Blog

Update: The scheduler performance issues have been resolved and the scheduler is no longer paused.

We are currently experiencing performance issues with the job scheduler. We are working with our software vendor to resolve these issues. The scheduler is currently paused while we investigate these issues further. If you have any questions, please contact us at https://contact.icer.msu.edu.

At about 12:20 AM on June 30th, ufs18 automatically unmounted the home and research spaces on all HPCC systems due to a known software bug. By 1:10 AM service had been restored. We are currently in the process of updating the GPFS system software to address this issue. We apologize for the disruption.

1PM EST: We are currently experiencing issues with GPFS on the rsync gateway which are preventing the filesystems from being mounted. We are working with the vendor to resolve this as quickly as possible, and will be providing additional updates as information becomes available. 


Update: June 25 - 1:30PM EST: we continue to experience issues with GPFS on the rsync gateway, and will continue to work with the vendor. Additional updates will be provided as information becomes available. For users waiting to transfer files, please consider whether the globus server will work for your purposes in the meantime.


Update: June 29 - 12:45PM EST: work on the rsyncgw continues. While unable to provide an ETA at this time, we expect additional information later this afternoon.


Update: June 29 - 4:15PM EST: we have identified the source of the issue, and the vendor is currently testing the solution.


This issue has been resolved, and both scratch and home are once again availalbe on the rsync gateway. 

The Singularity installation on the HPCC has been updated to the latest 3.8.0 release. This release includes a number of bug fixes and new features that were not present in the previous version 3.6.4. A full list of changes can be found on the Singularity GitHub page.

Update: The issues with running interactive applications have been resolved.

Update: The OnDemand update is complete.

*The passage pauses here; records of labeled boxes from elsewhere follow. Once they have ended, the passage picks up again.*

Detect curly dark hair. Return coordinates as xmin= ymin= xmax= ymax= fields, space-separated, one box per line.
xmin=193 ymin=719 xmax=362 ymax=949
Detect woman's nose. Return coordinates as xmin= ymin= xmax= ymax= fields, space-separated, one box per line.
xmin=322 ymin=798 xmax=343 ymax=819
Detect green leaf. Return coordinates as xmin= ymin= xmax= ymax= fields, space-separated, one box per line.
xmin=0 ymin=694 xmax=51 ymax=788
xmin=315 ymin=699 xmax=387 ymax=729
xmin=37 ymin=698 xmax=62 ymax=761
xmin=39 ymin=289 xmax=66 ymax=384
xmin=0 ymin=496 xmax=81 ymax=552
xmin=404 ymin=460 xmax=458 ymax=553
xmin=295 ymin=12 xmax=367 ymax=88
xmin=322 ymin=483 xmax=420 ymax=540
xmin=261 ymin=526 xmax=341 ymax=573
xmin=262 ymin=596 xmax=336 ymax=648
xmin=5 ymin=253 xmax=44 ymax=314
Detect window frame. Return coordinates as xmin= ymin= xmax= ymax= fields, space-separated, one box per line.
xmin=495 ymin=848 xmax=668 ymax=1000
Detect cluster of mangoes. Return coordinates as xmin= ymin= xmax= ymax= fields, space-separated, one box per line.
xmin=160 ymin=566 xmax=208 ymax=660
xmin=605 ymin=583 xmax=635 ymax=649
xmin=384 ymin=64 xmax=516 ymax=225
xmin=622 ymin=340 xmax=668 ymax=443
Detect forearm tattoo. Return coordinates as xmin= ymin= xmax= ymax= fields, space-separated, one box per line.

We are currently troubleshooting issues with running interactive applications.

At 8AM on Tuesday, June 22nd, the HPCC OnDemand service will go offline temporarily to undergo an update. This update will bring several minor improvements to the OnDemand service. If you have any questions about this update, please contact us at https://contact.icer.msu.edu.

Slurm job submission will be offline during a configuration update, and is expected to return to functionality by 5pm EST. Jobs which are already running on the cluster will continue to run during this time.


Update: 4:55pm EST - The slurm configuration update has completed successfully, and the scheduler has now been resumed. 

Off-campus network connectivity will be interrupted for approximately 1-2 minutes at some point between 12AM and 2 AM on May 28th. when MSU's East Lansing campus border network routers are upgraded. Users with active sessions or transfers may need to reconnect or reestablish their session.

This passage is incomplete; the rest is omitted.